Tissue sections adjacent to those that had been stained for H&E were deparaffinized with xylene (2 × 10 min at room temperature) and rehydrated with decreasing isopropanol concentrations (2 × 100%, 1 × 70%, 1 × 50%, each for 10 min at room temperature) and water (2 × 10 min at room temperature). Antigen retrieval was performed in a 1 mM EDTA solution using a 2100 Retriever (Electron Microscopy Sciences). After washing with PBS (5 min), slides were placed into a Shandon Sequenza (Thermo Scientific) using immunostaining chambers (Shandon Coverplate, Thermo Scientific) and blocked for 45 min at room temperature with Antibody Dilution Buffer (Ventana Medical Systems, Inc.) containing 5% goat serum (Invitrogen Corporation). This buffer was also used as the diluent for all antibodies. Tissue was incubated with primary antibodies against Cytokeratin 5 (CK5) (1:300, rabbit polyclonal IgG, abcam, Cat # ab53121), acetylated tubulin (1:1,000, mouse monoclonal IgG2B, Sigma, Cat # T7451) Arl13b (1:300, mouse monoclonal IgG2a, UC, Davis/NIH NeuroMab Facility, clone N295B/66), γ-tubulin (1:1,000, mouse monoclonal IgG1, Sigma, Cat # T5326), and DYNC2H1 (1:100, rabbit polyclonal, gift from Dr. Richard Vallee) overnight at 4°C. After incubation slides were washed with PBS (3 × 10 min) and the following secondary antibodies were applied for 45 min at room temperature: fluorescein isothiocyanate (FITC)-labeled goat anti-rabbit (1:1,000, IgG, Southern Biotech, Cat # 4052-02), tetramethylrhodamine isothiocyanate (TRITC)-labeled goat anti-mouse (1:1,000, IgG2B, Southern Biotech, Cat # 1090-03) Alexa 546-labeled goat anti-mouse-IgG2a (Invitrogen, Cat#A21133) and goat anti-mouse fluorescently labeled with Alexa 633 (1:1,000, IgG1, Invitrogen, Cat # A21126). Following washing with PBS (3 × 10 min), DNA was counterstained with Hoechst 33342 (Invitrogen) for 10 min. After washing with PBS (2 × 5 min), samples were mounted with Prolong Gold Antifade Reagent (Invitrogen).

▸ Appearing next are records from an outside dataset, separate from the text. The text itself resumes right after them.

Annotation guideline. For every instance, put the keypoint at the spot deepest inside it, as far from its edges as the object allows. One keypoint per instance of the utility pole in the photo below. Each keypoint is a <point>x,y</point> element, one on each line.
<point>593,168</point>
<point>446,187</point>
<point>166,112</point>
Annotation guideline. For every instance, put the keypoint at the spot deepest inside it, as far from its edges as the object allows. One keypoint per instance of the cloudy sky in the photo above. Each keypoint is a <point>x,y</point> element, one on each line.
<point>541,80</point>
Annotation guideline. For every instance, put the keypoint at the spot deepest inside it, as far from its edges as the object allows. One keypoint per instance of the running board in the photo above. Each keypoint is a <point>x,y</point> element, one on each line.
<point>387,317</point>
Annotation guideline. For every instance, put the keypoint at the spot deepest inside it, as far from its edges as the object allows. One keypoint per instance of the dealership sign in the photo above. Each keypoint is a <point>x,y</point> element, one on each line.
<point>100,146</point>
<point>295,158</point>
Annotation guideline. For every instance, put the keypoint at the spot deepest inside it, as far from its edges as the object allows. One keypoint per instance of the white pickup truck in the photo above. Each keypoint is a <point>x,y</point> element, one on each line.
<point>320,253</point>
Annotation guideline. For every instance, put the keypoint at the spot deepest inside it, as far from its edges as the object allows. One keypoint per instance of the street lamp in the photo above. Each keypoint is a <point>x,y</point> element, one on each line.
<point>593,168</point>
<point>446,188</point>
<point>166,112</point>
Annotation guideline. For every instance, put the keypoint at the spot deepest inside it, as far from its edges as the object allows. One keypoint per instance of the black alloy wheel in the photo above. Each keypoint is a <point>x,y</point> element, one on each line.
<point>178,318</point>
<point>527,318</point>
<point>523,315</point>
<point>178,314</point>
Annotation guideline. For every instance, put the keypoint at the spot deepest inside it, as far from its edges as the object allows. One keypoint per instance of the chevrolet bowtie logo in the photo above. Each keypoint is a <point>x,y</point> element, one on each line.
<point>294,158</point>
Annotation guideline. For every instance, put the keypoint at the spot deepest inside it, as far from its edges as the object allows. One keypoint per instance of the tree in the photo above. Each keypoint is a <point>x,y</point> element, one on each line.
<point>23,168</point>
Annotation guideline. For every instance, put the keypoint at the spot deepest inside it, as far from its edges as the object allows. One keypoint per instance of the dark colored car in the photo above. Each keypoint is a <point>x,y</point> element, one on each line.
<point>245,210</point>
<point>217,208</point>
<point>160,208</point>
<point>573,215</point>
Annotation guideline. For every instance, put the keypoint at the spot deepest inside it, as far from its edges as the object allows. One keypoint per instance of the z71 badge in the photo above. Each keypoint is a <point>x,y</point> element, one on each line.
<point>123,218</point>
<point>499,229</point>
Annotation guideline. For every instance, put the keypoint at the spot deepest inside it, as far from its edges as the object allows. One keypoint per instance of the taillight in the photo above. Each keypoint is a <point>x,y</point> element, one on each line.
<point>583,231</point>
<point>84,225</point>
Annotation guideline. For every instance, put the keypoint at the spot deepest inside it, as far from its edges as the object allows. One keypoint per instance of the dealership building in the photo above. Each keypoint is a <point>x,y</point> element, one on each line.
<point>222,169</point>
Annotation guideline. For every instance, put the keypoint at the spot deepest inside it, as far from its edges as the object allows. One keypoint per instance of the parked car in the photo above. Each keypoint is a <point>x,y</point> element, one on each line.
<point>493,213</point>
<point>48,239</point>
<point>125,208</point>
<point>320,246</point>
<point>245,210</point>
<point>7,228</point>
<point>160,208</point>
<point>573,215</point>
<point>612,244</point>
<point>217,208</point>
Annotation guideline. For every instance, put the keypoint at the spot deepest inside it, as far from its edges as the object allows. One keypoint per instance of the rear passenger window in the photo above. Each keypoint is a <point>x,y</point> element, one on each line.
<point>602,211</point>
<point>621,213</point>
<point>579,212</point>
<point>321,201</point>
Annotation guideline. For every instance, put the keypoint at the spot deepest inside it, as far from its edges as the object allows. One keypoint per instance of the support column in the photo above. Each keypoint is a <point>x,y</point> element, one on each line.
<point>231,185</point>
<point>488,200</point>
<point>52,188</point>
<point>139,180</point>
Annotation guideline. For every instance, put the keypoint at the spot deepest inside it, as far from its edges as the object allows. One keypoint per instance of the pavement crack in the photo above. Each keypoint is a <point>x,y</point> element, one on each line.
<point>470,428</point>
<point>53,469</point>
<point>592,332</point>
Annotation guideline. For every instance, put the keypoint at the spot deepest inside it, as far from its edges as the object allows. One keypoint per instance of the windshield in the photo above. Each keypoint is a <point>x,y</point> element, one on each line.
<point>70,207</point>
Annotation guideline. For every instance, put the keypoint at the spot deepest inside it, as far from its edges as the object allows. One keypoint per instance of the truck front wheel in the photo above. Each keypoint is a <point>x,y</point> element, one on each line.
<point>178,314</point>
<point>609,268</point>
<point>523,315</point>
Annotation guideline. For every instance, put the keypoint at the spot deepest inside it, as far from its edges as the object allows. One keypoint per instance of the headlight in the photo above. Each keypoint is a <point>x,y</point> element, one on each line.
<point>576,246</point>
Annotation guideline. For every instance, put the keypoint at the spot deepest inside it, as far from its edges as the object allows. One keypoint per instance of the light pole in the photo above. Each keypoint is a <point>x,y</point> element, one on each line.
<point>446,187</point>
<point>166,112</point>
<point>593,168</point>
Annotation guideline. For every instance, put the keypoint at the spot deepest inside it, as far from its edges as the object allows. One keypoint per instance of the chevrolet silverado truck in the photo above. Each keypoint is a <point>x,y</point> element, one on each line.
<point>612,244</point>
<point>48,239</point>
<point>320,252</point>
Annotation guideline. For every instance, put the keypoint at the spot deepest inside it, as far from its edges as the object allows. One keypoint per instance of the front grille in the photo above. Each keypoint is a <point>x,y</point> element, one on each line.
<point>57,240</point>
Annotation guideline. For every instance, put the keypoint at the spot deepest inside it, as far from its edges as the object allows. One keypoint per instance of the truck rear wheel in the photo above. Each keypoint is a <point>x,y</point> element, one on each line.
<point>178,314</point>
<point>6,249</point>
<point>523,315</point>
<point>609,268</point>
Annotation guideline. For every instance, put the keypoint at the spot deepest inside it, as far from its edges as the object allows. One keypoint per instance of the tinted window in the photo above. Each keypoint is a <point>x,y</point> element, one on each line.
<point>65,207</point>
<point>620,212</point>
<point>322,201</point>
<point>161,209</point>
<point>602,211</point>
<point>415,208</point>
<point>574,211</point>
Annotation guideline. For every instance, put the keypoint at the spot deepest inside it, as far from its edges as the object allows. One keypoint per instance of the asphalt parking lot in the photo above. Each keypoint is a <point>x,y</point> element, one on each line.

Immunofluorescence of the annotated locations was analyzed using a Leica TCS SP5 II laser scanning confocal microscope (Leica Microsystems). The 10× dry objective (10 × 0.4 PI Apo) and Hoechst counterstain was used to find the necessary locations as defined as a region of interest on the serial adjacent H&E slide. The image was acquired with the violet-laser diode at 405 nm detecting the nuclear staining (Hoechst 33342). After switching to the 63× oil objective (63×/1.4 NA PL Apo), three to five images per location were selected and a series of optical sections (z-stack) with a total thickness of 6 ± 0.5 μm was captured. The z-step size was 0.34 μm and the image resolution acquired was 2048 × 2048 pixels. In addition to the violet-laser diode, additional fluorescence signals were detected with the argon laser (excitation 488 nm) and the helium neon lasers (excitation 543 nm and excitation 633 nm). Projections of the entire z-stack were computed post-acquisition with the Leica Software using the maximum projection tool creating a 2D projection.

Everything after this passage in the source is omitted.